C-)İlk Derece Mahkemesi Kararı :İlk derece mahkemesince; “davalı …. (Eski Unvan: … TİC. A.Ş.) tarafından çeklerin bedelsiz kaldığı, davacının iddiaları kabul edildiği, davacının davalılardan …. (Eski Unvan: … TİC. A.Ş.)’ye dava konusu edilen 25.03.2016 keşide tarihli 275.000 TL, 20.05.2016 tarihli 625.000 TL, 10.06.2016 tarihli 675.000 TL,, 28.09.2016 tarihli 550.000 TL, 21.10.2016 tarihli 550.000 TL, 25.11.2016 tarihli 550.000 TL, 09.12.2016 tarihli 550.000 TL, 23.12.2016 tarihli 550.000 TL’lik 8 adet çekten dolayı borçlu bulunmadığının tespitine, çeklerin temlik cirosu ile davalı bankaya geçtiği, çekler üzerinde tahsil cirosu olduğuna ilişkin TTK.nun 688 maddesi uyarınca bir ibarenin bulunmadığı, davalı bankanın iyi niyetli hamil olduğu TTK.nun 687.maddesi uyarınca lehtar ile keşideci arasındaki temel ilişkiden kaynaklanan defilerin iyi niyetli hamillere karşı ileri sürülemeyeceği davalı bankanın çekleri kötü niyetle iktisap ettiğinin ispatlanamadığı, davalı tarafından yargılama sırasında bedelleri ödenen çeklerin istirdatının davacı vekili tarafından sunulan 25/10/2016 tarihli dilekçe ile sadece davalı bankadan talep edildiği, iyi niyetli hamilden istirdat talebinde bulunulamayacağı” gerekçeleriyle davanın kısmen kabulüne, davalı … Bank AŞ hakkında açılan davanın reddine, davacının dava konusu 25.03.2016 keşide tarihli 275.000 TL, 20.05.2016 tarihli 625.000 TL, 10.06.2016 tarihli 675.000 TL,, 28.09.2016 tarihli 550.000 TL, 21.10.2016 tarihli 550.000 TL, 25.11.2016 tarihli 550.000 TL, 09.12.2016 tarihli 550.000 TL, 23.12.2016 tarihli 550.000 TL’lik 8 adet çekten dolayı davalı …. (Eski Unvan: …. TİC. A.Ş.)’ye borçlu bulunmadığının tespitine karar verildiği görülmüştür.

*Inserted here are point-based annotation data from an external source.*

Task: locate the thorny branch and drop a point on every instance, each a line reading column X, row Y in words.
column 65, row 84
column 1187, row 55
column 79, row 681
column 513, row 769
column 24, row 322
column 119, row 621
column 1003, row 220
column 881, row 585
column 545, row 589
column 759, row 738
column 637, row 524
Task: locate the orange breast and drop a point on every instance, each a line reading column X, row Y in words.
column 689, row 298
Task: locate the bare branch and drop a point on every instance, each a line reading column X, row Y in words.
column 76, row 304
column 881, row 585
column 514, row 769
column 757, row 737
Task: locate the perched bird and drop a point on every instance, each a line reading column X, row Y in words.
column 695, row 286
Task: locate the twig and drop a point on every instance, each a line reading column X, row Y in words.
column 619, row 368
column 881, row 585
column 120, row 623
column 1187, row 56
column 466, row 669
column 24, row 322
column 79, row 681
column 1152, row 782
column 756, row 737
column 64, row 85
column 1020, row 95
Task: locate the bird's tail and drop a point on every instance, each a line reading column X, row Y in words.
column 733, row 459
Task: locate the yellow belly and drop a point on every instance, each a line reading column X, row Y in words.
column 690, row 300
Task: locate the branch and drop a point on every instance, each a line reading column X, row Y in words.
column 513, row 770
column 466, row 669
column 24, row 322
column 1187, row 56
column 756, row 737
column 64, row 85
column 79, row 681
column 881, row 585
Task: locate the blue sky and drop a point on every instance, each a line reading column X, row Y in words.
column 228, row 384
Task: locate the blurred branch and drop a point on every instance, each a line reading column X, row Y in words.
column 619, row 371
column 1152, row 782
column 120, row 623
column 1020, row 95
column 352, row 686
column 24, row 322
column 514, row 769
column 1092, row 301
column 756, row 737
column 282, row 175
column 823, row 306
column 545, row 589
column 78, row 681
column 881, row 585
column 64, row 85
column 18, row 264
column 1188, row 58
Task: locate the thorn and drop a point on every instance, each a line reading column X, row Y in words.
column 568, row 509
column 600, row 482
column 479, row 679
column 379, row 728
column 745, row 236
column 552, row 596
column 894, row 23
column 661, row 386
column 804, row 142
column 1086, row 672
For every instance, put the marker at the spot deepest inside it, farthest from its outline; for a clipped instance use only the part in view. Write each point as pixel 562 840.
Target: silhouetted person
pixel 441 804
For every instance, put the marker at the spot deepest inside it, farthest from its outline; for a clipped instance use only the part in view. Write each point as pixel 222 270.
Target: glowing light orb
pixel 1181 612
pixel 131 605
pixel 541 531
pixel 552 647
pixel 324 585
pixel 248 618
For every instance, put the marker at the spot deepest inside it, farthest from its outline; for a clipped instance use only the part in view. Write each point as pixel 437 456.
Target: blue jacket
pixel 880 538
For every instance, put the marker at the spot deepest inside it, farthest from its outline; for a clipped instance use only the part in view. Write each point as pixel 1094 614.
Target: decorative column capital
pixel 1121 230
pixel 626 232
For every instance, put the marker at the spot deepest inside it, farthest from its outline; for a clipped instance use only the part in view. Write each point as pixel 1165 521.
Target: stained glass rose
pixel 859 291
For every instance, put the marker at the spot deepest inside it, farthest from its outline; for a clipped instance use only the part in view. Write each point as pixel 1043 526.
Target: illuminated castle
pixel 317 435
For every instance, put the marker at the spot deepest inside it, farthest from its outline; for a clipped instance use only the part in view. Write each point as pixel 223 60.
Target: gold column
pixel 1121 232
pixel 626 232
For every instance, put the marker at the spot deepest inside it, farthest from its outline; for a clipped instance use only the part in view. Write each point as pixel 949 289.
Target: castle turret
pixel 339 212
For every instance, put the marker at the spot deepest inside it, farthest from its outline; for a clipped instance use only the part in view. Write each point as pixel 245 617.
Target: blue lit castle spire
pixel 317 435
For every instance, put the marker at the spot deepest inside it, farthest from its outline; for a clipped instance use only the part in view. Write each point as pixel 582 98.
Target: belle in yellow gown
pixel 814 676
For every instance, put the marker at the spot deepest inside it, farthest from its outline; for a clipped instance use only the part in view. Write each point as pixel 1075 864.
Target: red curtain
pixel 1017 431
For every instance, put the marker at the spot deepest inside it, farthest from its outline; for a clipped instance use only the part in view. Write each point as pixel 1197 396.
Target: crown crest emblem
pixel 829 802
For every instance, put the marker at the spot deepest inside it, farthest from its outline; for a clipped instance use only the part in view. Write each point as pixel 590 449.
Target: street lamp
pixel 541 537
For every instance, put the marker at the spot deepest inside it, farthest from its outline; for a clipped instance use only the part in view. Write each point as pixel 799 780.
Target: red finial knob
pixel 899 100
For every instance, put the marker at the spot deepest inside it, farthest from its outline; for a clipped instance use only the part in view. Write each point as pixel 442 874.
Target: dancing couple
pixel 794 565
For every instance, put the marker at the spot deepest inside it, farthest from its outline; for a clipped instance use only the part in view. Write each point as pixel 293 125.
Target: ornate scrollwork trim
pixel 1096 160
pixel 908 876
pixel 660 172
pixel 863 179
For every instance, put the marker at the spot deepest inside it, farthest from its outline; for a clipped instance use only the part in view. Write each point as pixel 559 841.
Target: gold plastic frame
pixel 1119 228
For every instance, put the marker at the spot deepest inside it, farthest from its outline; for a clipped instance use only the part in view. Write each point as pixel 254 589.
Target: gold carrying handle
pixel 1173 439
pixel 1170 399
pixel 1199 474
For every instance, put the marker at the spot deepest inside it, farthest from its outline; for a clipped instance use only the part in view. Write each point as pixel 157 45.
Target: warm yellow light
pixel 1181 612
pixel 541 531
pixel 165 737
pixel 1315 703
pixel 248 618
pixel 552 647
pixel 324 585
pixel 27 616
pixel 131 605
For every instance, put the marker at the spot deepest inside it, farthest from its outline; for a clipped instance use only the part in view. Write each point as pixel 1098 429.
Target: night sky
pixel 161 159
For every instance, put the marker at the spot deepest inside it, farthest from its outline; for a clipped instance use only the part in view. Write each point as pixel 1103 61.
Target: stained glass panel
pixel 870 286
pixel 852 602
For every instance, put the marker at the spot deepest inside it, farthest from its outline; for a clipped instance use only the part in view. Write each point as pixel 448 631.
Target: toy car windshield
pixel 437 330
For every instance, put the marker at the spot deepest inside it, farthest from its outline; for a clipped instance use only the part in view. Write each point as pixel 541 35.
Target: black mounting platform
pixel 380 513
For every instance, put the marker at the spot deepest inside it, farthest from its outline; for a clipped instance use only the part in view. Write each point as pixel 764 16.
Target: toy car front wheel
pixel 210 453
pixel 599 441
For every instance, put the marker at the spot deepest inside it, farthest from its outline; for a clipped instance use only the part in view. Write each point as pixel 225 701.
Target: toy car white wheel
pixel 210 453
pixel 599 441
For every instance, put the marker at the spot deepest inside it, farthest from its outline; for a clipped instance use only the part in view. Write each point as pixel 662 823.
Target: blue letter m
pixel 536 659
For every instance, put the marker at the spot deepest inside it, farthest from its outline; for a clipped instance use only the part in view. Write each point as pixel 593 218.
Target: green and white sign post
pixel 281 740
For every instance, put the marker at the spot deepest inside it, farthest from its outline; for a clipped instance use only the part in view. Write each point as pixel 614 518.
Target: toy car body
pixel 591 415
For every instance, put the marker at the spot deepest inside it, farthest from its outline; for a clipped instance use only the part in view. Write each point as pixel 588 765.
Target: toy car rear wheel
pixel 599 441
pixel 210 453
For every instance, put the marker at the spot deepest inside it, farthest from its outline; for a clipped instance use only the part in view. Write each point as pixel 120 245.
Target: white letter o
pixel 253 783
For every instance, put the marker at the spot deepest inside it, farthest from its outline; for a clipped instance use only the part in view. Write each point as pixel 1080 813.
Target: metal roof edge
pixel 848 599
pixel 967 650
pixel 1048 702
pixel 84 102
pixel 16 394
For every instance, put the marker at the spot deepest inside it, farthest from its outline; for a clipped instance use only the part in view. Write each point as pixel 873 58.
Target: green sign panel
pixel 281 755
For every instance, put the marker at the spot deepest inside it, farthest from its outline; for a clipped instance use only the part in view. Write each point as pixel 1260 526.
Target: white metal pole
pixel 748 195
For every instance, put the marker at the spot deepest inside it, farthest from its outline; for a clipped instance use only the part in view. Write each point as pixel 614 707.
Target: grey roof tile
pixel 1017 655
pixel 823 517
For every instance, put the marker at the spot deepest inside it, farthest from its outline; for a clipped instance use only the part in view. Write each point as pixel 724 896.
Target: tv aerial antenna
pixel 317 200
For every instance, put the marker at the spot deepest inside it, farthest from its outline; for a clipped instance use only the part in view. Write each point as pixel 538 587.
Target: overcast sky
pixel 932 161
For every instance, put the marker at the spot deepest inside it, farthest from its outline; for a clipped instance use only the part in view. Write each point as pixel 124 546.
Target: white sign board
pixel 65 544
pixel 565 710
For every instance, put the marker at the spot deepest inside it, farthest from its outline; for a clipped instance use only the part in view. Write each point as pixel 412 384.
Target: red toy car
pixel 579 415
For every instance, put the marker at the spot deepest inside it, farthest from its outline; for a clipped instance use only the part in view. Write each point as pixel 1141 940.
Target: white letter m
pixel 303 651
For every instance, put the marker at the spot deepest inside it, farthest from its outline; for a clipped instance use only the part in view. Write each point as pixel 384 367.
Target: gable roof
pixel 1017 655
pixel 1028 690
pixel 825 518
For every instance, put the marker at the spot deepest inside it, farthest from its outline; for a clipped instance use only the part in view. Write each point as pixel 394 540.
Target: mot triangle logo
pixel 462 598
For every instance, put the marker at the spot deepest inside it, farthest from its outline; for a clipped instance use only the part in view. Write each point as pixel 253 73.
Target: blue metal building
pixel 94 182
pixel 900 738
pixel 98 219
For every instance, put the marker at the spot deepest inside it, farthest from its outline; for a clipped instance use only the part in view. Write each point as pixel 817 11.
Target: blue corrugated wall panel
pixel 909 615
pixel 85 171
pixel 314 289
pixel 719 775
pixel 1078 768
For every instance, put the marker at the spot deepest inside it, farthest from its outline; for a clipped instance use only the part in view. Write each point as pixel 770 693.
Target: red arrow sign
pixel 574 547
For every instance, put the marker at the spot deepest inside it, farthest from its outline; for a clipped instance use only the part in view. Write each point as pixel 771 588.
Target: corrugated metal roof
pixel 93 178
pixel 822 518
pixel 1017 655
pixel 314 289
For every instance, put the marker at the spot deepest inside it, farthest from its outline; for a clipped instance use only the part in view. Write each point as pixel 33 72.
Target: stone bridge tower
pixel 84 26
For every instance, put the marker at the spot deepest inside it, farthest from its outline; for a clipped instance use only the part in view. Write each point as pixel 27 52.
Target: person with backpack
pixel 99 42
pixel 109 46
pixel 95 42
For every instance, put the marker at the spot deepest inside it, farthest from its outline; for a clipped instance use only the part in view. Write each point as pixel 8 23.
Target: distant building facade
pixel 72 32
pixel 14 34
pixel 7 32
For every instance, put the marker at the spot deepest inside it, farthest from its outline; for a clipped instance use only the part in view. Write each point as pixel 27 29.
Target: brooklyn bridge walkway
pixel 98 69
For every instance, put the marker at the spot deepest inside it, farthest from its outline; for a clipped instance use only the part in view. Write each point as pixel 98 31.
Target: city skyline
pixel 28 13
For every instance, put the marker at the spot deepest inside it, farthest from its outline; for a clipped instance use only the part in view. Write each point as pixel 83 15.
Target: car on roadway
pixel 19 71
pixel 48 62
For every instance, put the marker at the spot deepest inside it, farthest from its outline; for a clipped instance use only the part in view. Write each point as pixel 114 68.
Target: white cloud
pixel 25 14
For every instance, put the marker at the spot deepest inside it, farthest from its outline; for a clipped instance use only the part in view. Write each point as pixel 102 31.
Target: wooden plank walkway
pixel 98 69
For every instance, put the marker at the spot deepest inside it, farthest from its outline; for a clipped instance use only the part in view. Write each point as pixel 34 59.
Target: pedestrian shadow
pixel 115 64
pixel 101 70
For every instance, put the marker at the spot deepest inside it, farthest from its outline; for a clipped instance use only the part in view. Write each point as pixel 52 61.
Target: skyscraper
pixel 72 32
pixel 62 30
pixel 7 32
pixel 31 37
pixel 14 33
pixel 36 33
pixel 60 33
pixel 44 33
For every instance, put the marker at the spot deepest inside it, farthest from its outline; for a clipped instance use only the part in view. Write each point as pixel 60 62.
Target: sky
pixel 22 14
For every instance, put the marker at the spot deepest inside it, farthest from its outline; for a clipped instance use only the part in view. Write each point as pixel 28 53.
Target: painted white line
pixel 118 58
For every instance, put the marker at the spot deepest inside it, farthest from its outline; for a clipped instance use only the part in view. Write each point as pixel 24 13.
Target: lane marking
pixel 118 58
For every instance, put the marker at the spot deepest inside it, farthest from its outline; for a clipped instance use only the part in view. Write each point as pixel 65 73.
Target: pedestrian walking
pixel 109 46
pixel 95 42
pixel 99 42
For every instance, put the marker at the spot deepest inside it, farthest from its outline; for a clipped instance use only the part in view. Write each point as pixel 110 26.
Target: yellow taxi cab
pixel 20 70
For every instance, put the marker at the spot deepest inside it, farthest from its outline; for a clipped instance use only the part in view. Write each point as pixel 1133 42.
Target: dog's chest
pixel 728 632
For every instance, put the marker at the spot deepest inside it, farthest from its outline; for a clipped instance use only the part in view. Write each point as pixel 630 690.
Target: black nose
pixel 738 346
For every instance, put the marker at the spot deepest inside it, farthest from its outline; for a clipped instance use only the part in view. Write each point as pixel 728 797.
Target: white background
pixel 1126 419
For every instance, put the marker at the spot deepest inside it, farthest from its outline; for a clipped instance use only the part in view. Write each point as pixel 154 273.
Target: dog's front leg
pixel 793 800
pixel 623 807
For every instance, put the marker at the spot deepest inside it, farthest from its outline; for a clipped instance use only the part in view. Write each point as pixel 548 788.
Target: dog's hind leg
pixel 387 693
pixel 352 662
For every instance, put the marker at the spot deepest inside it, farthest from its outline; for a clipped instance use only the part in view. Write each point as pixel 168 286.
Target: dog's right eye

İLERİ SÜRÜLEN İSTİNAF SEBEPLERİ:Kararı davacı yan istinaf etmiş ve usule ilişkin olarak sözlü yargılamaya geçileceğinin açıklanmaması nedeni ile savunma haklarının kısıtlandığını ,esasa ilişkin olarak da mahkemenin sadece çekin arkasında tahsil cirosu olduğuna ilişkin bir kayıt bulunmadığı nedenle davayı banka açısından reddettiğini, oysa çek tevdi bordroları incelendiğinde çeklerin tahsil için bankaya tevdi edildiğinin açıkça yazdığını , çek tevdi bordrosunun yazılı bir delil olmasına rağmen dikkate alınmadan karar verildiğini beyanla kararın kaldırılarak banka açısından da davanın kabulüne karar verilmesini talep ve istinaf etmiştir
DELİLLERİN TARTIŞILMASI VE GEREKÇE :Dava menfi tespit istemiyle açılmış olup, dava sırasında istirdad dönüşmüştür.Davacı ile davalılardan … A.Ş. arasındaki akdi ilişki, bu ilişki kapsamında davalının edimlerini yerine getiremeyip çeklerin davalı açısından bedelsiz kaldığı her iki yanın da kabulündedir.Nitekim davalı yan davayı aynı gerekçe ile kabul etmiş bulunmaktadır.Davalı … Bank A.Ş. açısından da çözümlenmesi gereken hukuki sorun bu davalının çeki ne şekilde devraldığıdır. Çeklerin arkasında ” tahsil ” ibaresi veya bu anlama gelebilecek ” vekaleten” vb. tabirler bulunmamakla cironun temlik cirosu olduğu kabul edilmelidir.Çek tevdi bordroları incelendiğinde ; çeklerin listesi yapılmış ve ” tahsil ve/veya tahsilinde borca mahsup ” kaydı ile tevdi edilmiştir. Bu durumda davalı bankaya diğer davalının seçimlik hak verdiği tahsil amacı yanında borça mahsup yetkisi de tanıdığı bu durumda temlik cirosu olmasına tevdi bordrosu anlamında da engel bir durum bulunmadığı dosyadaki belgelerden anlaşılmaktadır.Bu durumda davacı kişisel defilerini davalı bankaya karşı ileri süremeyecektir.Usule ilişkin istinaf başvurusu incelendiğinde ; mahkemenin son celse taraflara diyeceklerini sorduğu ve tarafların beyanda bulundukları, savunma için süre taleplerinin bulunmadığı ,aynı celse tahkikatın bitirldiği ve taraflara yeniden beyan hakkı verildiği , tarafların beyanlarının zapta yazıldığı, süre talebinin bulunmadığı , sözlü yargılamanın mutlaka bir sonraki celsede yapılmasını zorunlu kılan bir hüküm bulunmadığı ( tarafların tümü mahkeme huzurunda hazır bulunduğu durumda) gibi, tarafların savunmaya hazır olmadıkları veya bunun için süre taleplerinin olduğuna ilişkin bir beyan ve itirazın da zabıtta izlenmediği, mahkemenin sadece sözlü yargılamaya geçildiği ibaresini zapta yazmamasının sonucu değiştirmeyeceği nedenle davacı yanın tüm istinaf nedenleri yerinde görülmeyerek başvurusunun esastan reddine karar vermek gerekmiştir.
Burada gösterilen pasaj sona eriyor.